Une interdiction qui n’a jamais été levée depuis, contrairement à ce que prétendent des rumeurs récurrentes, et qui met du baume aux cœurs sensibles. Elle ne donne pourtant qu’un court répit aux jeunes phoques du Groenland et aux phoques gris, espèces les plus communes au Canada. Le temps de muer, de commencer à revêtir une fourrure d’adulte, de se mettre à nager et à chasser seuls, à peine un mois d’écoulé et les voilà autonomes et indépendants, bons à tuer légalement. Cibles de choix, qui plus est, leur peau n’ayant pas encore été marquée par les combats et autres aléas d’une vie de phoque.

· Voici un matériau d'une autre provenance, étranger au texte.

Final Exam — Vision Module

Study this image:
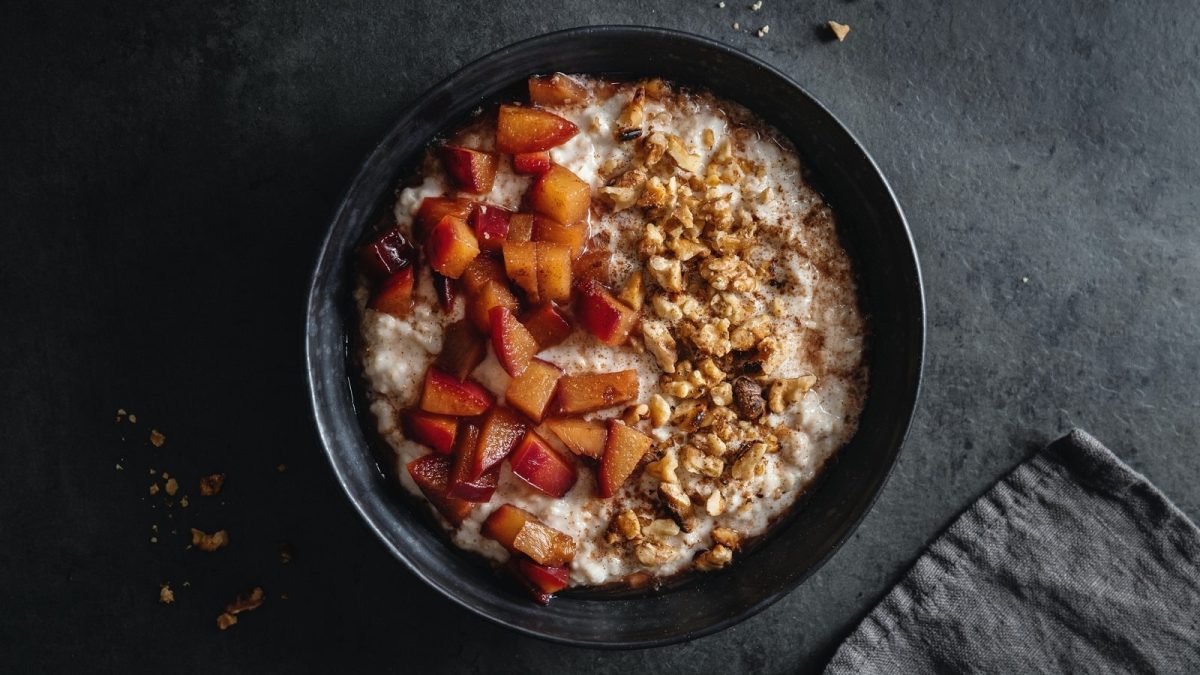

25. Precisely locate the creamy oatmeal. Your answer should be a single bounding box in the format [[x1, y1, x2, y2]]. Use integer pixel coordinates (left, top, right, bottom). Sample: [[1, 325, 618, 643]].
[[356, 76, 866, 599]]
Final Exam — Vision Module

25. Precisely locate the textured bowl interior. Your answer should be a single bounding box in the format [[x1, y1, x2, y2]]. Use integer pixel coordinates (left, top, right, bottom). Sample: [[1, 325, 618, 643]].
[[307, 26, 924, 647]]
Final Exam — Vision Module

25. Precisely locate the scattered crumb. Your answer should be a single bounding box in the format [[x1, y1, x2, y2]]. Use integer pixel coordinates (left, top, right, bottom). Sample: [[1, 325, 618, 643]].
[[217, 586, 266, 631], [200, 473, 224, 497], [192, 527, 229, 552]]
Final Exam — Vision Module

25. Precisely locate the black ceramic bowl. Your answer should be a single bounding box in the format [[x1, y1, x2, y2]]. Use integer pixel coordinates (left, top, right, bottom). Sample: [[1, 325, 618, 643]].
[[307, 26, 924, 647]]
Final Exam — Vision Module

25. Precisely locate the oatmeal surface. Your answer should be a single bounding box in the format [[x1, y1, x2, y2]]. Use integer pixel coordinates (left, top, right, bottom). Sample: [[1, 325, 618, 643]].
[[358, 77, 866, 585]]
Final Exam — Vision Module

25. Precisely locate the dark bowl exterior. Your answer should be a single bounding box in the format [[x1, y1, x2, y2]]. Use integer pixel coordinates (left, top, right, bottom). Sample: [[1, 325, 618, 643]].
[[306, 26, 925, 647]]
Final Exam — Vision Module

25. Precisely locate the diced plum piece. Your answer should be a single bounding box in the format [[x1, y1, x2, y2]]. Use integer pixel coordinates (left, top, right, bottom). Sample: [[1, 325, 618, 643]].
[[509, 214, 541, 241], [370, 267, 414, 318], [413, 197, 475, 241], [490, 307, 538, 377], [571, 249, 612, 283], [557, 370, 637, 414], [458, 255, 508, 295], [522, 303, 571, 352], [446, 424, 500, 503], [504, 359, 563, 422], [442, 145, 499, 195], [359, 228, 416, 281], [509, 430, 576, 497], [546, 417, 608, 459], [481, 504, 575, 567], [470, 204, 512, 251], [421, 368, 496, 413], [536, 241, 571, 303], [526, 165, 592, 222], [575, 279, 637, 346], [467, 281, 520, 333], [529, 72, 588, 106], [433, 319, 487, 380], [533, 217, 588, 259], [433, 271, 458, 312], [512, 150, 553, 175], [504, 241, 541, 296], [470, 406, 526, 478], [404, 410, 458, 455], [496, 106, 580, 155], [408, 454, 475, 526], [596, 419, 654, 498], [425, 216, 479, 279]]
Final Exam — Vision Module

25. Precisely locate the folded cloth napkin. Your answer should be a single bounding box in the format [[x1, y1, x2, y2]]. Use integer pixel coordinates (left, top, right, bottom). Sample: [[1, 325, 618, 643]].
[[826, 430, 1200, 674]]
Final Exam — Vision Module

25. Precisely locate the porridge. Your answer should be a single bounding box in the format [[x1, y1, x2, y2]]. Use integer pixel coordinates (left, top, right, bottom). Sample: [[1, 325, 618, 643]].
[[356, 73, 866, 602]]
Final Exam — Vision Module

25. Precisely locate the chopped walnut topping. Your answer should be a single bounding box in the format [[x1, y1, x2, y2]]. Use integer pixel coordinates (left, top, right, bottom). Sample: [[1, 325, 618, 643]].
[[646, 449, 679, 483], [659, 483, 696, 532], [730, 442, 767, 480], [650, 393, 674, 429], [617, 508, 642, 542], [192, 527, 229, 552], [642, 321, 679, 374], [704, 489, 725, 518], [635, 542, 679, 567], [200, 473, 224, 497], [713, 526, 742, 549], [696, 544, 733, 572]]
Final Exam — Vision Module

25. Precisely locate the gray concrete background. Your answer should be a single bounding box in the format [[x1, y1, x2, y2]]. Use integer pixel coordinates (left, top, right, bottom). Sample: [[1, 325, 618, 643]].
[[0, 0, 1200, 673]]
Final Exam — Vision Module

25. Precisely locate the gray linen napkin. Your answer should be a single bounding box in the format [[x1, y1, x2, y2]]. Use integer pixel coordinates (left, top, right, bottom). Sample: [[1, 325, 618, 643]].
[[826, 430, 1200, 674]]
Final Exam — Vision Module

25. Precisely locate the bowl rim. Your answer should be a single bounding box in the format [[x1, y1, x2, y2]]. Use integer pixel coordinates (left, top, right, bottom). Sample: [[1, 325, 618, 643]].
[[305, 24, 928, 650]]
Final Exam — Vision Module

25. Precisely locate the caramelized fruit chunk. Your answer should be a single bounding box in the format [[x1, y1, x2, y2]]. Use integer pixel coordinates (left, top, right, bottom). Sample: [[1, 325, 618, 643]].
[[512, 150, 553, 175], [425, 216, 479, 279], [526, 165, 592, 222], [558, 370, 637, 414], [433, 271, 458, 312], [359, 228, 416, 281], [504, 359, 563, 422], [446, 424, 500, 503], [458, 255, 508, 295], [467, 281, 518, 333], [442, 145, 499, 195], [421, 368, 496, 413], [536, 241, 571, 303], [598, 419, 654, 497], [404, 410, 458, 455], [408, 455, 475, 526], [575, 279, 637, 345], [509, 430, 576, 497], [481, 504, 575, 567], [433, 319, 487, 380], [470, 406, 526, 478], [522, 303, 571, 352], [413, 197, 475, 241], [368, 267, 413, 318], [496, 106, 580, 155], [533, 217, 588, 259], [529, 72, 588, 106], [490, 307, 538, 377], [470, 204, 512, 251], [546, 417, 608, 459], [504, 241, 541, 297]]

Mais pour les chasseurs, la vie s’est bien compliquée aussi. Les interdictions se sont multipliées, les clients se sont faits plus rares. Le Parlement européen, notamment, a adopté un texte interdisant la commercialisation des produits issus de la chasse commerciale des phoques en 2009, réglementation renforcée en 2015, sauf exception accordée «aux peuples indigènes des régions arctiques de l’Amérique du Nord, tels les Inuits». Aujourd’hui, la chasse au phoque dans l’Atlantique Nord est l’une des plus réglementées et des plus surveillées du monde. Selon le Ministère canadien des pêches et des océans, «sur près de 3000 inspections effectuées entre 2009 et 2014, l’industrie de la chasse au phoque a maintenu un taux de conformité au règlement 
de 96%»!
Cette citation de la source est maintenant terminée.